写真1 少女に種痘をするドクトル・ジャワ(出典
: Weerzien met Indie. Zwolle: Uitgeverij Waanders. 1996. p.639)

 次に、コレラについてみてみましょう。1817年に勃発した第一次コレラの世界的大流行(パンデミック)は、1821年、中部ジャワの港町スマランに到達し、たちまちジャワ各地に広まりました。当時現地にいたオランダ人医師によれば、コレラの症状がでると人は半日程度で死んでいったといいます。この流行が続いた1年間の死者は数万から数十万人まで諸説あり正確には分かりません。第一次の流行の際の致死率は分かりませんが、後の流行時には、感染者の致死率が50~60%、時には80%にも達しました。このため、住民は高い致死率をもつ未知の感染症を非常に恐れました。しかし、コレラには伝統医療では対処できず、コレラが猛威をふるった地域の人びとはパニックになり一部は病人を置き去りにしたまま森の中に逃げ込んでしまいました。

 政府は「コレラ混合液」や「コレラ・ドリンク」(生薬と酒精剤)を配布したり、腹の上に温湿布を乗せたり、衰弱にたいしてヤシ酒を与えたり、瀉血を施したり、様々な処置を試みましたが、全く効果はありませんでした。住民は西欧医学にたいする失望と反感を抱き、あるオランダ人医師は住民から治療をしないで放っておいて欲しいと言われた、と報告しています。コレラは1851年に再びインドネシアで大流行しました。この時、政府統計では数万人の死者がでて、致死率も40%でしたが、実際には死者数も致死率もこれらよりずっと多かったと推定されています。住民の間には過去の恐怖がよみがえり、前回不評だった「コレラ・ドリンク」を求める人が増えました。

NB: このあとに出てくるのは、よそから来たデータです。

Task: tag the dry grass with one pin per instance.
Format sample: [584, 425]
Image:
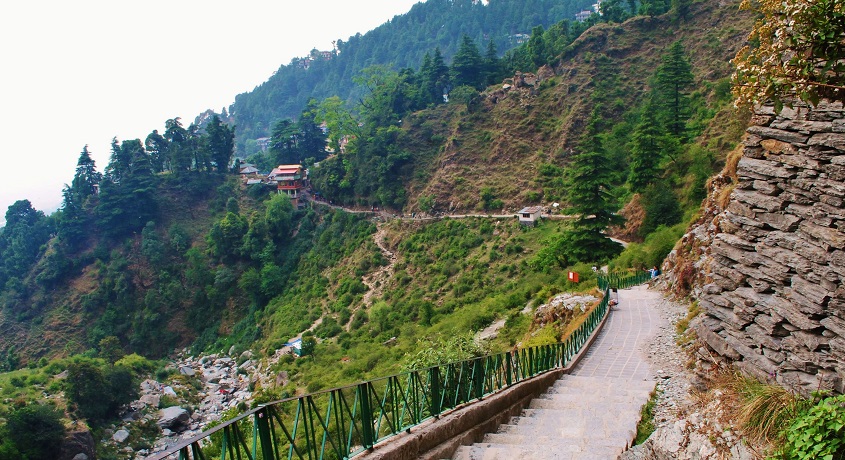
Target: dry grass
[762, 411]
[732, 161]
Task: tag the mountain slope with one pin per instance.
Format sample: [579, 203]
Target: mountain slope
[399, 43]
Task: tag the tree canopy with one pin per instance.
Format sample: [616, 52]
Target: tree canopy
[796, 47]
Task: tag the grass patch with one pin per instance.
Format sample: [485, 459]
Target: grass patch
[765, 411]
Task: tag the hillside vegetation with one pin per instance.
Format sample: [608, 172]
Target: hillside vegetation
[170, 250]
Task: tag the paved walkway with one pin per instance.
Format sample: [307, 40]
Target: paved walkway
[617, 351]
[593, 412]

 その後もコレラはインドネシア各地で流行しましたが、20世紀に入り、政府は井戸の消毒や汚染場所を消毒し、検疫のために監視所を設け、汚染地域に通じる道路も遮断するなど、積極的な対策を講じました。そして、1911年にジャワで予防注射用のワクチンが生産されるようになり、翌年から無料で配布されました。政府の報告では、ワクチンはかなり効果があり、住民から喜んで受け入れられたといいます。しかし、ジャワ以外ではまだまだ政府への反発が強く、1909~13年にスマトラ南東部のジャンビでコレラが流行した時、政府の医療スタッフは交通の遮断や感染者を出した家屋を焼くなどの処置を強行したため住民は抵抗し、警察官1人を殺害し3人に傷を負わせました。この地域の住民は、コレラのように恐ろしい病は超自然の力による懲罰であり、その疫病の克服には超自然の能力をもつ現地の呪術医(ドゥクン)に委ねるべきだ、と信じていました。同じころ、バリ島でも予防注射の実施は住民の抵抗にあっています。あるオランダ人医療スタッフは、「多くの村で村民が毎晩集まり、悪霊を追い払うために大きな物音をたてていた」(注4)と報告しています。これも、政府と西欧医学にたいする抵抗の表現です。

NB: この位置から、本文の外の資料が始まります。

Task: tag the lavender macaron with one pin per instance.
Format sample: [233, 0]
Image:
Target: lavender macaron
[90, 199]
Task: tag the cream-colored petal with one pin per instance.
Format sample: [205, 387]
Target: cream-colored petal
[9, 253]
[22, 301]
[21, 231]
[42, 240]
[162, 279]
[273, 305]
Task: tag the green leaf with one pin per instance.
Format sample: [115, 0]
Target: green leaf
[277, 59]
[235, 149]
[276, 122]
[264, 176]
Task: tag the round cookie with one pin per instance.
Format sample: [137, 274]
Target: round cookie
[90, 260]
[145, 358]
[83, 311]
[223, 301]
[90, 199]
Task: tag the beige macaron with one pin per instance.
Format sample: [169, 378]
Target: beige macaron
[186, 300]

 次にペストについてみてみましょう。1911年、ジャワのスラバヤに到着した船によってペストに感染したネズミとシラミがもちこまれ、これがジャワにおけるペスト流行の発端でした。これ以後1939年までの30年間に3度の大流行が発生し、この間に政府の記録では215,000人が死亡しました。ペストの死亡者数はマラリアやコレラよりずっと少なかったのに、インドネシアの人びとにとっては未知の病であり、オランダ人にとっては中世ヨーロッパで荒れ狂った恐怖の記憶をよびおこす恐ろしい病でした。このため、政府は避難と隔離、道路の封鎖や交通の制限、検問所の設置(写真2)、ネズミが巣をつくらないように家屋の建て替えや藁ぶき屋根から瓦屋根への改装、消毒、清掃、ワクチンの注射、死体の検死解剖など、ありとあらゆる措置を強行しました。

写真2 ペストの監視所(出典
: Weerzien met Indie. Zwolle: Uitgeverij Waanders. 1996. p.747)

 これらの中で、とりわけ住民の反感をかった措置は、死因がペストの疑いがある場合に確認のために脾臓や肺を切開して針を刺して組織の一部を採って行う検死解剖でした。しかし、ペストの疑いがない場合にも検死解剖を行ったことも、住民の反感を強めました。死んでも魂は生きていると考える住民にとって、とりわけ親族にとって検死解剖は死者を冒涜する、想像を絶する野蛮な行為と映ったに違いありません。このため、検死が行われる前の夜に親族が夜にこっそり死体を取り返して自分たちで埋葬する“密葬”も珍しくありませんでした。このペストに関連した検死に関しては植民地期の終わりまで、住民は反感を持ち続けました。また、家の焼却や建て替えに際して、政府は損失を計算し、所有者に補償することになっていましたが、その補償額にたいしても住民は不満をもっていました。政府の措置にたいしてではありませんが、ワクチン注射の際、針が刺さった時に住民が感じた恐怖と驚愕は非常に大きかったようで、住民は最初のうち注射に強い拒否反応を示しました。しかし、発症からごく短時間で死亡してしまうペストへの恐怖の方が大きかったようで、注射も徐々に受け入れられてゆきました。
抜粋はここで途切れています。